Difficile d’entendre de la musique de chambre dans de bonnes conditions ? Non, mais à condition d’éplucher scrupuleusement les programmes et de ne snober aucune adresse, aucun interprète. Il est parfois plus gratifiant d’aller entendre des inconnus dans une petite salle, que de se retrouver au second balcon d’un auditorium de 2000 places, à plus de vingt mètres de la scène. Certains espaces, somptueux pour l’orchestre, s’adaptent difficilement aux performances chambristes : passée une certaine distance, naît le sentiment d’exclusion, celui de ne pas appartenir à la même temporalité. Les artistes sont alors réduits au rôle de lointains figurants. N’hésitez pas à vous engager dans certains chemins méconnus, pour peu qu’ils soient à contre-courant de la foule : là seulement pourrez-vous vous placer au plus près de la scène, entendre la respiration d’un quatuor, le cliquetis des ongles sur un clavier, et vivre la musique dans toute la richesse de ses détails.

Philharmonie de Paris : Amphithéâtre © William Beaucardet
Philharmonie de Paris : Amphithéâtre
© William Beaucardet

Le Centre de Musique de Chambre de Paris :

Une nouvelle façon d’envisager la musique de chambre à la Salle Cortot, signée Jérôme Pernoo : une œuvre et une seule. Pour des tarifs très intéressants, un accès illimité à tous les concerts programmés de la saison. Pas de surprise au niveau du répertoire abordé, qui est relativement classique, mais la crème des  jeunes chambristes y passe !

Salle Gaveau :

Une salle aux proportions idéales pour la musique de chambre, malheureusement en perte de vitesse depuis quelques années. Les programmes y sont variés au possible, les artistes les plus différents s’y succèdent, sans réelle logique saisonnière. Notons en particulier la possibilité de se replacer discrètement au premier rang, ainsi que de part et d’autre de la scène, après l’entracte.

Théâtre des Champs-Élysées :

Outre les plus grands solistes, dont les concerts sont soumis aux grilles tarifaires usuelles, il est possible de se faire plaisir à petit prix avec les Concerts du Dimanche Matin de Jeanine Roze. L’occasion d’entendre, à condition de se lever tôt – les concerts débutent à 11h –, c’est l’occasion d’entendre le Quatuor Belcea, le duo Gabetta-Chamayou, Adam Laloum ou Emmanuel Pahud, qui sont des habitués de la maison. En raison du placement libre (prix unique oblige), il est impératif d’arriver au moins une demi-heure avant le début de la performance.

Studio 104 et 105 de Radio France :

Rendez-vous pour les nombreuses émissions publiques, que ce soit celles de Génération Jeune interprète, Plaisirs du Quatuor, Portrait de Famille ou bien d’autres. L’occasion d’assister, à l’œil, à quelques concerts en petit comité. La réservation se fait quelques semaines à l’avance via le site internet.

Théâtre des Bouffes du Nord © Patrick Tourneboeuf
Théâtre des Bouffes du Nord
© Patrick Tourneboeuf

Théâtre des Bouffes du Nord :

Un sanctuaire de musique, aux magnifiques parois rouge sang, mais comme figé dans le siècle passé. L’équipement y est vétuste, c’est le moins qu’on puisse dire ; on croirait par moment plonger dans un roman de Zola. Lieu choisi par le Quatuor Ebène, le Quatuor Diotima, pour leurs cycles Beethoven et Bartók.

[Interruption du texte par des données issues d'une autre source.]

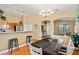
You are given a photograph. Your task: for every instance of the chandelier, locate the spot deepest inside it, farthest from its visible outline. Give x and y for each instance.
(47, 12)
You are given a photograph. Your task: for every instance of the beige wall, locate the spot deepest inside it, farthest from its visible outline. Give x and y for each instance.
(35, 20)
(71, 25)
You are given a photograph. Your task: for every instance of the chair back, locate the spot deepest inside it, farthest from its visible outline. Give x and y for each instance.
(35, 50)
(70, 49)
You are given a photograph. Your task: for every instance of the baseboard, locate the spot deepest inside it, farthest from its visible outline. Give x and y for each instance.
(5, 51)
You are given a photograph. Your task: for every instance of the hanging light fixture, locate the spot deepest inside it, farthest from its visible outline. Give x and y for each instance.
(46, 12)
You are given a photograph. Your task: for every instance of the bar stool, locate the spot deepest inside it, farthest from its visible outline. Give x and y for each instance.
(28, 39)
(13, 43)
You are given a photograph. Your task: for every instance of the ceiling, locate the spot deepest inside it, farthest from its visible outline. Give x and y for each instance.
(34, 9)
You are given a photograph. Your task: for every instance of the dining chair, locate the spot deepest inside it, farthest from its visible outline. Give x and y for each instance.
(13, 43)
(35, 50)
(28, 39)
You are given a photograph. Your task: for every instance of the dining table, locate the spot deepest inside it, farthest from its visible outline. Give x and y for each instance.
(49, 46)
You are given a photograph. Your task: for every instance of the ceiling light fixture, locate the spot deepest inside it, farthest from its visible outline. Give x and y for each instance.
(47, 12)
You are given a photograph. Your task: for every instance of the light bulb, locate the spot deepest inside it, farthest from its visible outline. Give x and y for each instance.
(42, 11)
(51, 12)
(48, 10)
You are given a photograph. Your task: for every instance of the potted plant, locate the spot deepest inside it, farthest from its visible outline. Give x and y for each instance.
(1, 12)
(3, 18)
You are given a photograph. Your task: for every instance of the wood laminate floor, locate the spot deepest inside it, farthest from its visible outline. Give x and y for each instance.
(25, 51)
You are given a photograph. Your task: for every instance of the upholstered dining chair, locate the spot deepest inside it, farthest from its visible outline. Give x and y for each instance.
(35, 50)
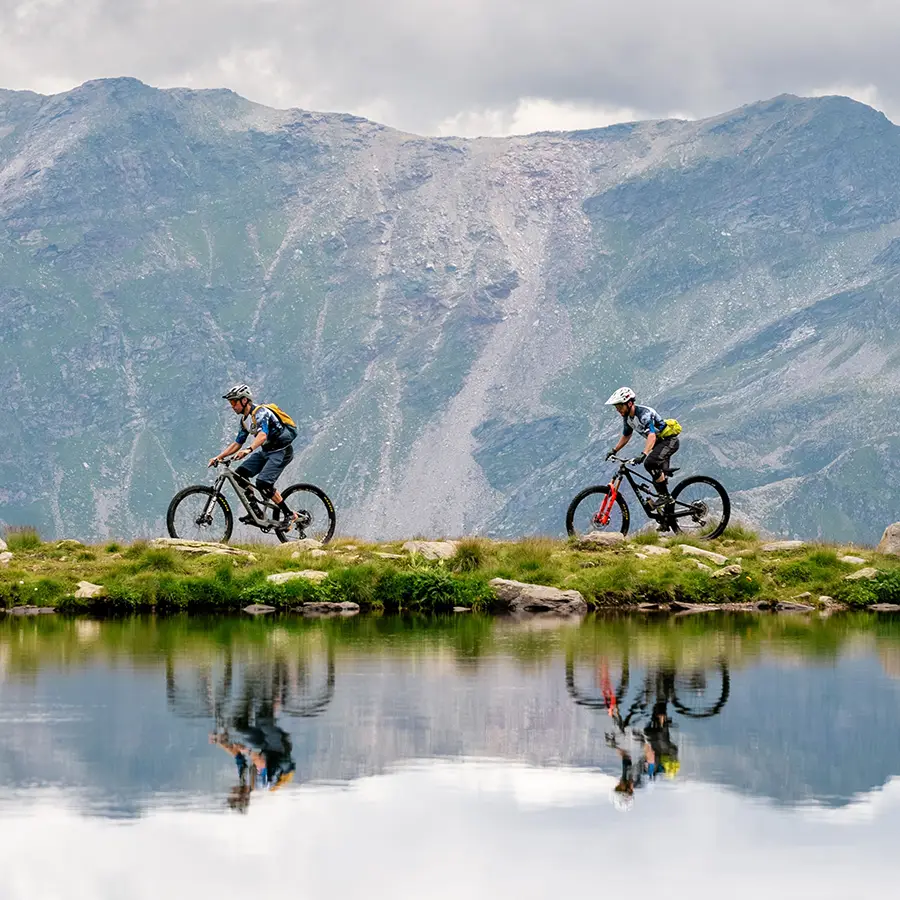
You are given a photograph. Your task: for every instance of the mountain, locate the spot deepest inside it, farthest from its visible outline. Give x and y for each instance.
(444, 317)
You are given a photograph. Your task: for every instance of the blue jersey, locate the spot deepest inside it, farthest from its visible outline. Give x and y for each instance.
(263, 420)
(645, 420)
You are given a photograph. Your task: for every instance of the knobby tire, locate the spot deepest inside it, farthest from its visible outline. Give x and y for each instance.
(323, 517)
(597, 493)
(183, 498)
(715, 488)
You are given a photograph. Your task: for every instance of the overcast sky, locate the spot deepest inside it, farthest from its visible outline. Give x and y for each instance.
(468, 67)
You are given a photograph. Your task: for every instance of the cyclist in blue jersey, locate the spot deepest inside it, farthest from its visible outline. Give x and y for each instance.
(660, 439)
(271, 439)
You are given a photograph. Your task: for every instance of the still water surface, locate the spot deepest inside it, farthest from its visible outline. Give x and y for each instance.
(453, 757)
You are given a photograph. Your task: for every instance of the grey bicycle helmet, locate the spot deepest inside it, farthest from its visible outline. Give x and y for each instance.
(238, 392)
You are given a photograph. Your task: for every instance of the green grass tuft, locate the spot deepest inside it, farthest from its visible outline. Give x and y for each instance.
(22, 537)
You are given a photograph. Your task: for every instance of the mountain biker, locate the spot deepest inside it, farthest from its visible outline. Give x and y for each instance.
(272, 440)
(661, 439)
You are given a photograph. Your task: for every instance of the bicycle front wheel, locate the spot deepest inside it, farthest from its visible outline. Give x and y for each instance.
(315, 511)
(583, 512)
(199, 514)
(701, 508)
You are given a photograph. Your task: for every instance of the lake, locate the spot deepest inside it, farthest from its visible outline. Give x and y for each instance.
(449, 757)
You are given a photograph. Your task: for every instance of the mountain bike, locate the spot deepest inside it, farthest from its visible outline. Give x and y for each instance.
(698, 506)
(201, 513)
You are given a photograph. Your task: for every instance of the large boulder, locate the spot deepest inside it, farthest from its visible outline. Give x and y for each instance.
(866, 574)
(308, 574)
(323, 608)
(205, 547)
(651, 549)
(890, 540)
(717, 558)
(432, 549)
(597, 540)
(519, 597)
(780, 546)
(304, 546)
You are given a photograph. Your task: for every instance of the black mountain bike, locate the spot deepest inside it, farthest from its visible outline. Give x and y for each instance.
(698, 507)
(201, 513)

La Fondation Louis Vuitton :

Inaugurée en 2014 et conçue par l'architecte Frank Gehry, la Fondation Louis Vuitton propose une douzaine de concerts par an, l'occasion de découvrir les jeunes talents émergeant sur la scène internationale. L'auditorium de 350 places est un lieu intime, lumineux, et à l'acoustique remarquable. Une fois sur place, ne manquez pas les expositions et autres événements qui y sont organisés. 

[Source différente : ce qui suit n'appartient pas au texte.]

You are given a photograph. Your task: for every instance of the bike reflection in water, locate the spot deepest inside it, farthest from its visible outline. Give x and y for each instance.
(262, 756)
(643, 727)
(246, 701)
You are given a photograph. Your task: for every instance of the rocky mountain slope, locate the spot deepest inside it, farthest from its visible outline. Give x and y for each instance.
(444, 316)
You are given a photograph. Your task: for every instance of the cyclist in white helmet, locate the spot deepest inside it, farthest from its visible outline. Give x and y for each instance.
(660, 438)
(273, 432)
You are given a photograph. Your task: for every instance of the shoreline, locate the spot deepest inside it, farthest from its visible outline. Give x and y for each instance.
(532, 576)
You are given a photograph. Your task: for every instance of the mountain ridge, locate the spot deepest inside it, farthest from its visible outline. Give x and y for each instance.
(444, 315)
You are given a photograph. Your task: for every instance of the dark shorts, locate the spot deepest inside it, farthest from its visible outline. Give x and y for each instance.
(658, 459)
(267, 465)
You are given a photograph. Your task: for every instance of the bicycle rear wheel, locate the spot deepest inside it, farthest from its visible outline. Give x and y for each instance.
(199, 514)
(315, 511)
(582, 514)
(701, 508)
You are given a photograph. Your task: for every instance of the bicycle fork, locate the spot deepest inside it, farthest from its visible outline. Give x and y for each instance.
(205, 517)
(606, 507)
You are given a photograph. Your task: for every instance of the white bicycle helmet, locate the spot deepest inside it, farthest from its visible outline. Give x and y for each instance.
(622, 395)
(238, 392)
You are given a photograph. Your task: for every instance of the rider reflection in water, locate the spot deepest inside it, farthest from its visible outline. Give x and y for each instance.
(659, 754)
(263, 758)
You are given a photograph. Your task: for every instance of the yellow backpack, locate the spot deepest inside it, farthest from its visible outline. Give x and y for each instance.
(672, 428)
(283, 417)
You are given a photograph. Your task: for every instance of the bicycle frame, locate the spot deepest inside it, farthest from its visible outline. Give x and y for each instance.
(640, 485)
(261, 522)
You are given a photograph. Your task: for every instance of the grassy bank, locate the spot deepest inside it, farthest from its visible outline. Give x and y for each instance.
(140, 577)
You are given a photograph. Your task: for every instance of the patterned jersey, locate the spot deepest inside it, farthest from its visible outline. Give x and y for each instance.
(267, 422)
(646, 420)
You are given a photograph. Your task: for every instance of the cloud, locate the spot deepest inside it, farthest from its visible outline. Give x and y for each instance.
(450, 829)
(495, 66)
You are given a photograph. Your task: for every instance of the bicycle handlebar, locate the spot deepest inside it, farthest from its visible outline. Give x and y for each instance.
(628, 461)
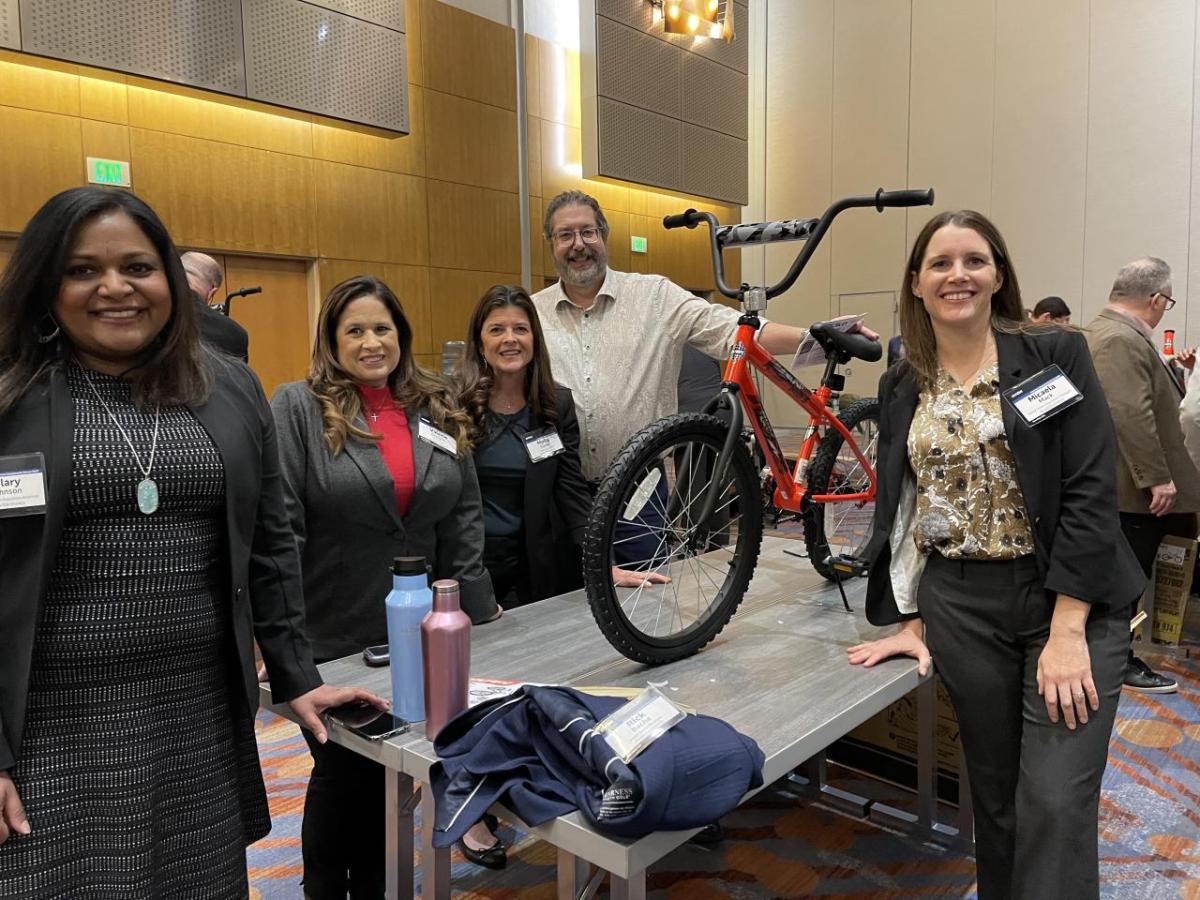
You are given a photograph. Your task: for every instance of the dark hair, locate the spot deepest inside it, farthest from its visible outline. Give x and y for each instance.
(916, 329)
(475, 376)
(1055, 306)
(174, 371)
(574, 198)
(411, 385)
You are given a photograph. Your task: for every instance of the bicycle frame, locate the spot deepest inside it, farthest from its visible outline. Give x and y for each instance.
(790, 491)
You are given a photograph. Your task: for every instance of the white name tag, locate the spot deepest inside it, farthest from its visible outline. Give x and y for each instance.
(22, 485)
(426, 432)
(544, 444)
(1043, 395)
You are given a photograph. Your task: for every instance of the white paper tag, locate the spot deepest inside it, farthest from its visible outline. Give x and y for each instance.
(1042, 395)
(22, 485)
(544, 444)
(426, 432)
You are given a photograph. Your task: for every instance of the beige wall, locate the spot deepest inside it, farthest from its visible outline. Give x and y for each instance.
(1069, 123)
(435, 214)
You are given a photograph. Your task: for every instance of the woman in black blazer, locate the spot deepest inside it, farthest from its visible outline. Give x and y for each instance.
(527, 454)
(135, 582)
(376, 465)
(996, 540)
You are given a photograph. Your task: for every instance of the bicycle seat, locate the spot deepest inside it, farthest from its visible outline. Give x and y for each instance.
(845, 345)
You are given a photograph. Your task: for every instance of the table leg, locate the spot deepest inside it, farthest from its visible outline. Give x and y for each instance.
(631, 888)
(435, 863)
(399, 834)
(573, 874)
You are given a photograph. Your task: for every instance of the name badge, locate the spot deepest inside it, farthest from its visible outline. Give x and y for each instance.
(544, 444)
(1043, 395)
(22, 485)
(426, 432)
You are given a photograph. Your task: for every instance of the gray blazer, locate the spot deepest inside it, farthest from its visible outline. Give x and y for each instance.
(348, 527)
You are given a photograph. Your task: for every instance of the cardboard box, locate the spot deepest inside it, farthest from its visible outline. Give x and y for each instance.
(1174, 565)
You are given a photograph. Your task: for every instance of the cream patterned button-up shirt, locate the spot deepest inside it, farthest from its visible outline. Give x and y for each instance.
(621, 358)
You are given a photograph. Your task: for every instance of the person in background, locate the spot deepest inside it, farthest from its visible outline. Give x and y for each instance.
(376, 465)
(204, 279)
(1157, 485)
(135, 588)
(535, 501)
(1051, 310)
(997, 546)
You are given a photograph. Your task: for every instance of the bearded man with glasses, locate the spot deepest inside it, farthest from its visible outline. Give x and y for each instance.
(1158, 487)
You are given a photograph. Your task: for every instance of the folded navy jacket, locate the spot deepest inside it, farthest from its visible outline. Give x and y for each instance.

L’Amphithéâtre et la salle de concert de la Cité de la Musique :

Ne manquez pas la biennale des quatuors à cordes ! Réunion internationale des plus grandes formations, avec la possibilité d’entendre des cycles complets de compositeur (Chostakovitch et Beethoven, notamment). L’Amphithéâtre accueille régulièrement des concerts d’ensembles plus marginaux (notamment des performances sur instruments historiques).